Oh, the duck was still getting in some mileage. A bit like this photographic lake overkill.

duck on lake daylesford

I'm not sure if it can get any better. Water, reeds, a jetty and cirrus (yes, cirrus) in the one shot.

reeds on lake daylesford

My god, I could go on, but I had to keep walking. Don't think my retinas had stopped being flamed though. Even trees in the front yards of houses were glowing.

autumn trees daylesford

I was now off to the Cornish Hill lookout, which would give me an expansive view across Daylesford. There was a bit of a climb on suburban streets...

argus street daylesford

...before reaching the lookout. Indeed, there was a lovely, elevated spot overlooking the township. I guess you want to see the view, don't you? Well, I do have photos, but the bright sky and beaming sun had to catch up with me sooner or later. From the viewing platform, I was looking straight into the blazing orb and the handful of pictures I have are so washed out and woeful, I'm afraid you'll just have to imagine the sights instead. Sorry, but you can't win them all.

My next target was Jubilee Lake. Two lakes in one day? It was all getting a bit too much and my shutter finger was getting twitchy at the thought. Mind you, large expanses of water are not needed for a nice image. On my road strolling I came across this puddle and it provided one of my better reflective shots I'd ever taken. It makes you want to jump into this other world, doesn't it?

trees and sky reflected in puddle

I was well and truly into the closing stages of this walk, but rest assured, your eyes are due for another colourful popping, as Jubilee Lake is imminent. Firstly though, I wandered up this road...

patterson street daylesford

...before following an old railway easement, which to be expected, was lined with a canopy of autumnal trees.

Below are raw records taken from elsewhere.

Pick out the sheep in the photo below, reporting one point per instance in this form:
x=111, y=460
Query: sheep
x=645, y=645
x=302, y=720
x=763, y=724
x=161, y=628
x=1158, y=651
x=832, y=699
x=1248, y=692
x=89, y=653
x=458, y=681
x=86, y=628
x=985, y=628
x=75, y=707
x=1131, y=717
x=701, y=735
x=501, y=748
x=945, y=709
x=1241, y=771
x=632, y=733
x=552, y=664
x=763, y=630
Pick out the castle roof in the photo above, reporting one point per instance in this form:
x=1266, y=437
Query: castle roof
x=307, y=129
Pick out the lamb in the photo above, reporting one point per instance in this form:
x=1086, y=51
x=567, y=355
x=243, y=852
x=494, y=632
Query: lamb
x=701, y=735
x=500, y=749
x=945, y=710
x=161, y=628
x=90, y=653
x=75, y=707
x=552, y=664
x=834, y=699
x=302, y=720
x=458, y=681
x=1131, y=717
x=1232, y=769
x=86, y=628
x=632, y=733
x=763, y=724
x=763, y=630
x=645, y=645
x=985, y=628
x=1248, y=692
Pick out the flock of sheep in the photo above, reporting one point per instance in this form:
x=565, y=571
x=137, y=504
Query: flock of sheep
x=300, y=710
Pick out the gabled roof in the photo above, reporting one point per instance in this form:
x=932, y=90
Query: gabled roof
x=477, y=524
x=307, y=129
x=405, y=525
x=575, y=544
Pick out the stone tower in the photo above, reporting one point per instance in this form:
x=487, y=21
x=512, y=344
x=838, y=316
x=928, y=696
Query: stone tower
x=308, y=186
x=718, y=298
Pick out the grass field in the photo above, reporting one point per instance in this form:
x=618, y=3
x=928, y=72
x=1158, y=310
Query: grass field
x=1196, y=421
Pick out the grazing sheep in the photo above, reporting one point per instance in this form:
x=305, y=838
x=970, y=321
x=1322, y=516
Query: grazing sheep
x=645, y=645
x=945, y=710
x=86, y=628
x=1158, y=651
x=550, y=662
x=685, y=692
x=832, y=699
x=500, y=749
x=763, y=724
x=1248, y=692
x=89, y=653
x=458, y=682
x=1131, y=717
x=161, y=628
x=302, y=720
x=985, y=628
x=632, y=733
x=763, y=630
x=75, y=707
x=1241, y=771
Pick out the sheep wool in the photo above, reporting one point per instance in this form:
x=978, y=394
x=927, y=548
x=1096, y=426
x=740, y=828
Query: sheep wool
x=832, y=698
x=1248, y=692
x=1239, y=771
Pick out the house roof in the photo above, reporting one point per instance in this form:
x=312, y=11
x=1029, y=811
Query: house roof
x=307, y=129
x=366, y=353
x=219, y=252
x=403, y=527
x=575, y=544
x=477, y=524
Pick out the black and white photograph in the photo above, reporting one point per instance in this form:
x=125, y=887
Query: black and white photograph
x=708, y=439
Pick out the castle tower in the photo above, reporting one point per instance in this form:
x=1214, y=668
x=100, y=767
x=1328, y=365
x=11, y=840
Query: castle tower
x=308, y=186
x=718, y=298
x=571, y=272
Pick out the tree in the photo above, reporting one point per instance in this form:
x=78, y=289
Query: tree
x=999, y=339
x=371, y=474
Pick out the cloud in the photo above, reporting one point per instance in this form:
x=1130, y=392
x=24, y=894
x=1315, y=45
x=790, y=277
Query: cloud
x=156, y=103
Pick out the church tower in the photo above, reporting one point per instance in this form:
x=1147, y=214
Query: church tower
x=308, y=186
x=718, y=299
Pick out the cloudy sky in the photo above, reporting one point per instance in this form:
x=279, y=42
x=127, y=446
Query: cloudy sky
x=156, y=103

trees above disused railway easement daylesford

Then the lake was in view. Can this visual climax just finish and put me out of my misery? Firstly, the parts of the still waters were carpeted with fallen leaves...

fallen leaves in water

...and appearing through the trees, Lake Jubilee itself.

lake jubilee

I've contemplated a post about how a great trip or walk can't be replicated on a revisit. Sometimes it's best to hold onto the memory of the first view or experience and I reckon this applies here. I could go back a hundred times and doubt the stars will align and I'll have such perfect conditions as they were on this late afternoon. Leaves, floating in the reflective water...

fallen leaves floating on water

...could not have looked better.

fallen leaves floating on water

Am I coming to an end? Yeah, sure, as by now the sun was low in the sky, so I moved on. Again, following the old railway easement, although this time it had a few speed humps along the way.

fallen tree on old railway easement daylesford

At times I dawdled, as there was fungi to be examined. Some of it looked decidedly fatal if ingested...

red coloured fungi wombat state forest

...and others appeared less lethal. Well, maybe they'd put you in hospital for a week, but I'm sure modern medicine will help you pull through. Possibly.

yellow fungi wombat state forest

Can the colours of the day finally finish? Almost, but by now the low sun was glowing through the trees...

setting sun through trees

...and to cap it off, I had the moon to accompany me on the final leg.

moon rising above road

By now, I only had a kilometre or so to go and getting caught in the dark didn't bother me so much. Not when the fading light...

silhouette of trees setting sun

...kept looking this good.

silhouette of tree branch setting sun

One of my last shots before darkness was the final glow on the horizon, as the sky blackened above.

sunset light

Shortly after, I reached my car and in the end it was pretty good timing, as I didn't even have to get my headlamp out.

Wow. What a wild day. From indecent exposure to mind blowing light, this walk was quite action packed. At a shade under 20 km, it was long enough, but more than an entertaining way to spend an afternoon.

Here's the Strava link if you're so inclined...

Oh, here it is on Garmin Connect as well...

Anyway, that's another one down from the month of May. Tomorrow I'll be vanishing for a hike, which will be the longest I've attempted since my neck imploded. I may or may not survive, but whatever happens, I'm sure it'll make for a few decent posts.